La Cour suprême devrait annuler la décision de 1973 ⋆ .

(Bill Chizek / .)

La Cour suprême a accepté lundi d’entendre l’appel du Mississippi dans l’affaire Dobbs v. Jackson Women’s Health Organization pour décider du sort de la loi sur l’âge gestationnel de l’État. Cette loi, votée en 2018 et maintenue dans les limbes depuis par les tribunaux, interdit les avortements après 15 semaines sauf «en cas d’urgence médicale ou en cas d’anomalie fœtale grave». Rien dans le texte ou dans l’histoire de la Constitution n’interdit de telles lois, et la Cour devrait le dire.

Mieux encore, il devrait mettre fin à la longue mascarade de la loi sur l’avortement inventée par les juges. La Cour devrait dire que Roe v.
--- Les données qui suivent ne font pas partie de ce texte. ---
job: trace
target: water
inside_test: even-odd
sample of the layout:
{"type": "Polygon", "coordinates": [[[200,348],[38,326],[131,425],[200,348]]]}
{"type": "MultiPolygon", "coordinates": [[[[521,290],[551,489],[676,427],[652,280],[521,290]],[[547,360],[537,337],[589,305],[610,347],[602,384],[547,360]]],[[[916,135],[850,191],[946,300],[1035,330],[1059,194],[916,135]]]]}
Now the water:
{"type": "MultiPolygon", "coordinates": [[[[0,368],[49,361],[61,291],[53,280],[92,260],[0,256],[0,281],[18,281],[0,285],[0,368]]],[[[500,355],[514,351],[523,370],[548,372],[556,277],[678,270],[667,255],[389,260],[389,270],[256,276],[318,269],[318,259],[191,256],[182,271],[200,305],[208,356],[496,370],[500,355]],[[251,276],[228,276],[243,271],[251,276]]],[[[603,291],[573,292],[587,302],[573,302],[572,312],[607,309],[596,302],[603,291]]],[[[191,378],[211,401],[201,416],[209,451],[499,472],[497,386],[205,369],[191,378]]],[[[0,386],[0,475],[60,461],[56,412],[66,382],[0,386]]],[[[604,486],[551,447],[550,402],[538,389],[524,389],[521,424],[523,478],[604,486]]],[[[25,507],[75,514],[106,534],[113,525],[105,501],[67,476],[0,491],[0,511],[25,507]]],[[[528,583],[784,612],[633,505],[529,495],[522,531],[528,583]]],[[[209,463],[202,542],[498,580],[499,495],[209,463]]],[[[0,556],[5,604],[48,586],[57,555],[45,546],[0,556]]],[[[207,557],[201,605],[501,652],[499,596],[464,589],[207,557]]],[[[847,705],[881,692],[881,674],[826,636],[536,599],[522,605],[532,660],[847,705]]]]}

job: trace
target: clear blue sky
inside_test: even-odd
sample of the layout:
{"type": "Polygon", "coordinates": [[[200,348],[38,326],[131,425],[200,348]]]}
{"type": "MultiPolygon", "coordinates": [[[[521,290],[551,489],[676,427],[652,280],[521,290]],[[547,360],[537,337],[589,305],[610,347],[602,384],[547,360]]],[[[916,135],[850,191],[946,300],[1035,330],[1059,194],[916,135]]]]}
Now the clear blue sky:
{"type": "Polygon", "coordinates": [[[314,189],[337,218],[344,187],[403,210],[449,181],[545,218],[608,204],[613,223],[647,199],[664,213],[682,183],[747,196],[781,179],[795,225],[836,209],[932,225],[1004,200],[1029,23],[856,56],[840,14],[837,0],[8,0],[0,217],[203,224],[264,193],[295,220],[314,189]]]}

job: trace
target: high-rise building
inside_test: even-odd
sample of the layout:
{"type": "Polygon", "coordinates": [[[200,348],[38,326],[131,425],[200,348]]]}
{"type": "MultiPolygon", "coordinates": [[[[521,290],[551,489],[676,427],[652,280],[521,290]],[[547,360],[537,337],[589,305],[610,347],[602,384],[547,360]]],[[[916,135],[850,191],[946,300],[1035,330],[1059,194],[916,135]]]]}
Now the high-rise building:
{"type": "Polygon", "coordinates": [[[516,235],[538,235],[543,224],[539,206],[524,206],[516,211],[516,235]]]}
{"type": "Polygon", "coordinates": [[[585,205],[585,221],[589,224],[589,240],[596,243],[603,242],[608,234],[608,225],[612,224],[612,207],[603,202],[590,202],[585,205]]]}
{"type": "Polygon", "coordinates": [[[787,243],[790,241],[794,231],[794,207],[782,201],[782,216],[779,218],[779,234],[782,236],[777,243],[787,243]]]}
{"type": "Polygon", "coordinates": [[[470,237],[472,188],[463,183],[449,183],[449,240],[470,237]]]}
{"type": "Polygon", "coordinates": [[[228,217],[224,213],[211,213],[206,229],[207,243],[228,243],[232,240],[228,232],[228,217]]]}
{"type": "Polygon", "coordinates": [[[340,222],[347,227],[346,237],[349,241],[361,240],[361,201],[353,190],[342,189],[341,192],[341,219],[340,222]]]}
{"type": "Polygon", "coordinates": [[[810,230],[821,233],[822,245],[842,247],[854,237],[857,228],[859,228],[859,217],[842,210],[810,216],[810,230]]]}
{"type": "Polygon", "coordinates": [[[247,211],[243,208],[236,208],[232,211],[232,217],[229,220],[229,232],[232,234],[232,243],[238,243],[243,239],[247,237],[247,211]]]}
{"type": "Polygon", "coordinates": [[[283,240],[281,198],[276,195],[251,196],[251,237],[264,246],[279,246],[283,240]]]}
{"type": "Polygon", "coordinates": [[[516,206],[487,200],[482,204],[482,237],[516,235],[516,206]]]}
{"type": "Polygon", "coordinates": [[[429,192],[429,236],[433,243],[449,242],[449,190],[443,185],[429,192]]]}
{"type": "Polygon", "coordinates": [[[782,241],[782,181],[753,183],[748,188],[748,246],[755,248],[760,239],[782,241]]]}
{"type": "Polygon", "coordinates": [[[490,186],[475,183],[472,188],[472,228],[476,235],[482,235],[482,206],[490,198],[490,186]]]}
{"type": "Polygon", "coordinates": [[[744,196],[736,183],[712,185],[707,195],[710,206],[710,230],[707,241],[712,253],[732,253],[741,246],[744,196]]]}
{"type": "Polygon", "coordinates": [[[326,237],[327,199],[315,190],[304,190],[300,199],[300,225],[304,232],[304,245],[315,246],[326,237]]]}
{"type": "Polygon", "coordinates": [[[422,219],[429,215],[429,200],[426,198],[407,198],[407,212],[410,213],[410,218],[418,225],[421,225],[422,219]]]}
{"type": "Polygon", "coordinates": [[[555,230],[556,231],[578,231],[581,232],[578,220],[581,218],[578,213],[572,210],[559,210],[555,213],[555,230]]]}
Wade n’a jamais eu de fondement légitime dans notre Constitution et renvoyer la question aux représentants du peuple. Il devrait le faire précisément parce que cette question est trop importante pour ne pas être tranchée par le peuple.

Sept hommes en robes noires ont commencé cela. Depuis 48 ans, en utilisant une série changeante de justifications – émanations de pénombre, «propre concept d’existence, de sens, de l’univers et du mystère de la vie humaine» d’une femme – la Cour l’a ailée. La création de règles a conduit à la création de règles supplémentaires: quels fardeaux pour l’avortement sont «injustifiés»? Le tribunal devrait-il appliquer un «critère de mise en balance»? Même le juge en chef John Roberts s’est moqué de ce projet: «Il n’y a aucun sens plausible dans lequel quiconque, sans parler de la Cour, pourrait objectivement attribuer du poids à de telles valeurs impondérables et aucun moyen significatif de les comparer s’il y en avait.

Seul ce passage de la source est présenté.